Kurdish militia advanced Sunday to the gates of a strategic jihadist-held town on Syria’s northern border with Turkey amid fierce fighting with the Islamic State group, a local commander told AFP.
“The clashes are ongoing now on the eastern edges of Tel Abyad, 50 metres (yards) from the town. We are fighting for control of the first checkpoint,” said Hussein Khojer, a commander with the Kurdish People’s Protection Units (YPG).
Tel Abyad lies in Syrian Kurdistan region on the Syrian-Turkish border and is used by IS as a gateway from Turkey into its bastion province of Raqa.

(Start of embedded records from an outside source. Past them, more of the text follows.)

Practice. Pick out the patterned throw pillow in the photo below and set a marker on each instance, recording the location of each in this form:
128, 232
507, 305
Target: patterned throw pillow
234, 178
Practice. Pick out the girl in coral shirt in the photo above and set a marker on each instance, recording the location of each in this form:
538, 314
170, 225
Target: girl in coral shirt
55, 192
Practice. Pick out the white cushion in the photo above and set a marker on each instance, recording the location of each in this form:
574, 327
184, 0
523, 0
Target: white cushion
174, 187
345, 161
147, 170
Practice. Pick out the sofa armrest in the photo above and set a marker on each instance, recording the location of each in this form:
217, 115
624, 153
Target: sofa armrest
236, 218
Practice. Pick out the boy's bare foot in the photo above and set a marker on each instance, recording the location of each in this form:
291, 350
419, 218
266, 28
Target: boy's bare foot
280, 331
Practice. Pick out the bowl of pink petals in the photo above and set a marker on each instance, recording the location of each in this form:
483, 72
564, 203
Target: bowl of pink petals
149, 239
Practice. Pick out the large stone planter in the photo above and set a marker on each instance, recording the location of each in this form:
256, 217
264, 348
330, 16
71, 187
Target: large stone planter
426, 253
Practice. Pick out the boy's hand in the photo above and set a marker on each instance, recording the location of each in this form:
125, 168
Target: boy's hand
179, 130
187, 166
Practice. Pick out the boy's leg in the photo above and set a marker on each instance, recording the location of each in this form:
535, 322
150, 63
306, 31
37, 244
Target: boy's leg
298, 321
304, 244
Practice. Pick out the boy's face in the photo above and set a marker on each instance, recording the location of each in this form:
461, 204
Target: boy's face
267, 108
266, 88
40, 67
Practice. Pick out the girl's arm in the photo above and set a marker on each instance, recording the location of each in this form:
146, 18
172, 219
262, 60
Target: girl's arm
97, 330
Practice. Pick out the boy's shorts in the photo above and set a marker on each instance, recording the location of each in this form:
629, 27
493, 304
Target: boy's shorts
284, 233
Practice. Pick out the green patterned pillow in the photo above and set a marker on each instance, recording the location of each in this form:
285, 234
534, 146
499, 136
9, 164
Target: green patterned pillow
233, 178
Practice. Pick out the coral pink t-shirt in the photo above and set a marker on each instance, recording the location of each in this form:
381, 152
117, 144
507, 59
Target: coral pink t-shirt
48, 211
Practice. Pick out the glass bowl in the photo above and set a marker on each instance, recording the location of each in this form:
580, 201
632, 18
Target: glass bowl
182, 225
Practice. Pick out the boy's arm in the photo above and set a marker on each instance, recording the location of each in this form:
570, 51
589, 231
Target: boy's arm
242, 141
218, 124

“This advance comes after three days of very fierce fighting in the area,” Khojer said, adding that several Syrian rebel factions were fighting alongside the YPG.
The Syrian Observatory for Human Rights confirmed the advance, telling AFP that the YPG had reached the town’s southeastern edges.
“They have reached the southeastern entrance of Tel Abyad, but they have not entered the town yet,” said Observatory head Rami Abdel Rahman.
Both Khojer and Abdel Rahman said that IS fighters had attempted to halt the Kurdish offensive by blowing up two bridges just outside Tel Abyad.
“IS blew up the al-Jallab bridge southeast of Tel Abyad, but the water isn’t deep — so the Kurdish fighters just waded across,” Abdel Rahman said.
He said anti-IS forces had yet to push further southwest of the town.
Kurdish militia have been backed by air strikes by the US-led coalition fighting IS in Iraq and Syria.